Mayaguana and its wonderful undisturbed scrub forest that drips with birds in winter. I hope it always stays that way
As we continued south we passed over the line separating the Bahamas from the Turks and Caicos Islands and as we did I found myself cranking my head around looking back to the north. As much as I used to complain about the Bahamas they actually became my surrogate home. People like the economically distressed fishermen on Mayaguana made it home and so did the Royal Bahamas Police Force guy on Nassau who once slammed me against the side of my car while I was doing a bird survey because he thought I was scoping out homes to rob later in the day. The crazed Bahamians on Great Abaco made me feel more welcome than I have on most places in the United States. Then there was the airport manager for Bahamas Air on Eleuthera who had fewer good things to say about his airline than I did but at least he said it with a smile. And there was the lady on Grand Bahama who saw me stumble out of a forest suffering from heat exhaustion who promptly stopped, poured water all over me and against my protestations darted off to the hospital in Freeport because she wanted to make sure I was ok.

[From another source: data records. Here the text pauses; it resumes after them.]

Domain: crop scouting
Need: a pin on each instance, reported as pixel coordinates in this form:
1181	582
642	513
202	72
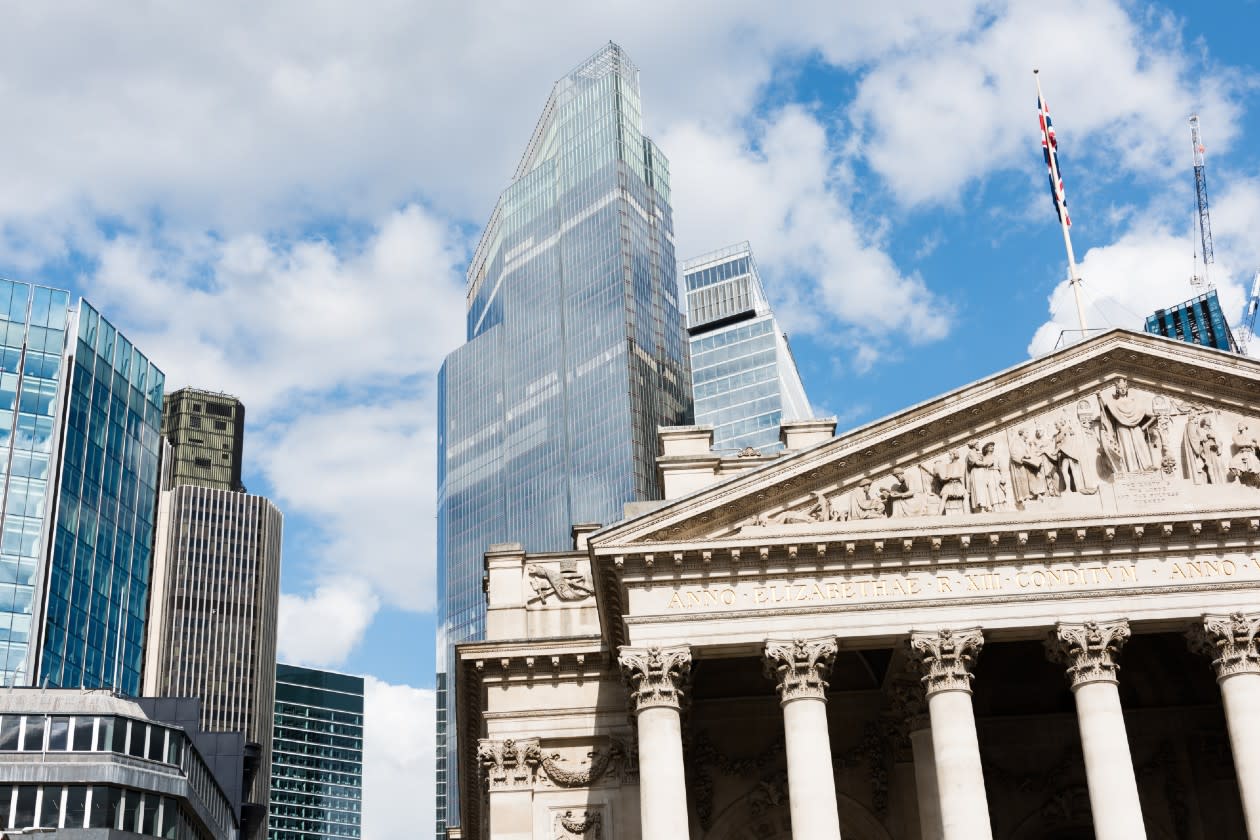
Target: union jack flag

When I first arrived in the Bahamas long ago I was a raw nerve. I demanded (in my mind) that they conform to what I thought was correct and in so doing the Bahamians showed me that I was the one out of step, not them. A lecture I received from a Bahamas Air pilot on Inagua island who once said to me "Sir, you are now in the land where time stands still" (with emphasis on the last three words) went a long way in converting me from a "I have to have it done yesterday" American to someone who learned that things will get done eventually. It might not be on my terms or on my schedule but they will get done. So just learn to chill out.

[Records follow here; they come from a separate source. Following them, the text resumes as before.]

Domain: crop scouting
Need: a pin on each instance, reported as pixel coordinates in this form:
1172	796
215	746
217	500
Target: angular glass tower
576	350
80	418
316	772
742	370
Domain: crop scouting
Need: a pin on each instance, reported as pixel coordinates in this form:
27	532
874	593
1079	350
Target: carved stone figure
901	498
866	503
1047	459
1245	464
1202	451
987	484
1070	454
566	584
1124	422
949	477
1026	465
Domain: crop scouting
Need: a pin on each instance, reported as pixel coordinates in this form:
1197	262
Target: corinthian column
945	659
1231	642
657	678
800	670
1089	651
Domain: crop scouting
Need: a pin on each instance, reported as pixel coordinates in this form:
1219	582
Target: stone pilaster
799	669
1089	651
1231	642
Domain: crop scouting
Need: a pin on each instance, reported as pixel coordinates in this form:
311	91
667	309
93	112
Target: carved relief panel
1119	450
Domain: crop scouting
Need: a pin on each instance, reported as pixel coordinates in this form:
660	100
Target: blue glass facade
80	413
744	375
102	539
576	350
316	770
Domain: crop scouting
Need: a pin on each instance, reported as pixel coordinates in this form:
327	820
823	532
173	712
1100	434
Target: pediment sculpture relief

Through all of this the Bahamas have become my surrogate home and if it wasn't so expensive there I'd live on one of the islands - probably Grand Bahama or Eleuthera. However because I can't live there I will just live there vicariously through trips to the islands or by flying over them on my way to somewhere else. Now I'm getting homesick to return home and I'm thinking I need to go back again. Maybe I'll do that after Jamaica? As my Bahamian friends would say, "Yah, mon, I tink that a good idea mon."